Magna International, a giant in the auto-ancillary manufacturing space, boasts a market cap of $22 billion, making it one of the largest players on the TSX. While the stock has experienced a 38% dip from its all-time highs, this decline has resulted in an attractive dividend yield of 3.2%.


The company's revenue in Q3 2023 reached US$10.7 billion, marking a substantial 15% YoY increase. Operational efficiencies and cost initiatives propelled its adjusted EBIT to US$615 million, showcasing resilience and adaptability. With a forward earnings multiple of 8.7, Magna International is notably cheap, trading at a 22% discount to consensus price target estimates. Moreover, the company has a history of raising dividends by 12% annually for the past 16 years, underscoring the robustness of its cash flows.


2. Newmont (TSX: NGT): A Glittering Opportunity in Gold

Market Cap: $65 billion

Newmont, a major player in the gold mining sector, commands a market cap of $65 billion and offers investors a dividend yield of 3.9%. Following its acquisition of Newcrest Mining, the company has solidified its position as the world's largest gold company with significant copper production.

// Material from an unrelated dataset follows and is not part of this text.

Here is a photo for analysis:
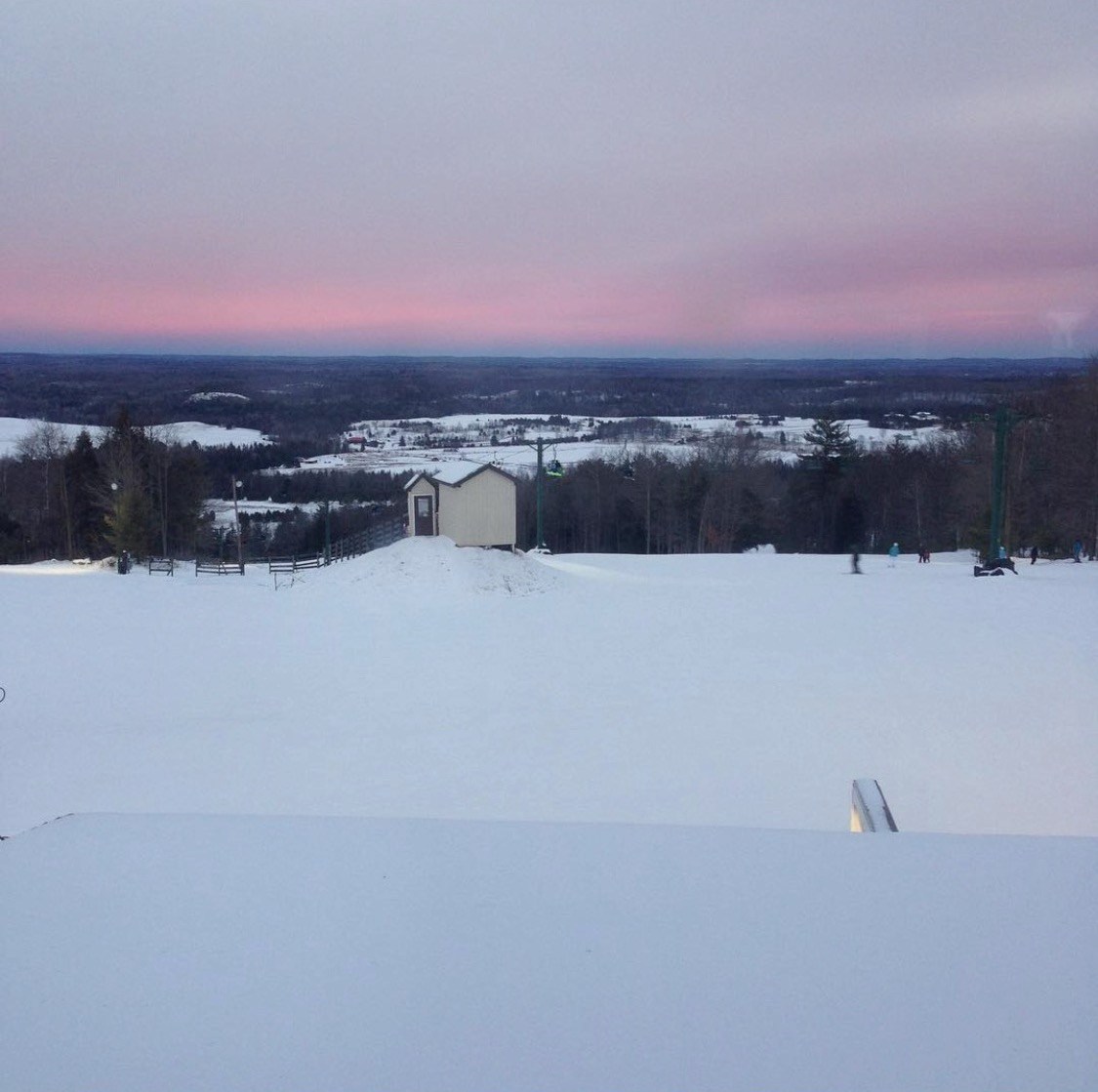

Q3 2023 showcased Newmont's prowess, with 1.3 million ounces of gold and 10,000 tonnes of copper produced, generating US$933 million in adjusted EBITDA. The acquisition is expected to yield annual pre-tax synergies of US$500 million within the next two years. Newmont has consistently rewarded shareholders, paying over US$5 billion since 2019 and increasing dividends by almost 35% annually over the last seven years.


Trading at 15 times forward earnings, Newmont stock presents an appealing opportunity, trading at a substantial 71% discount to consensus price target estimates. With a strong financial position, positive production outlook, and potential for higher gold prices in 2024, Newmont positions itself as an intriguing choice for income-oriented investors.

Conclusion: Balancing Income and Growth

As investors chart their course for 2024, Magna International and Newmont emerge as attractive candidates, combining dividend potential with promising growth prospects. The allure of cheap dividend stocks lies in their ability to provide income resilience and capital appreciation over the long term. These opportunities underscore the importance of strategic selection in navigating the dynamic landscape of the TSX.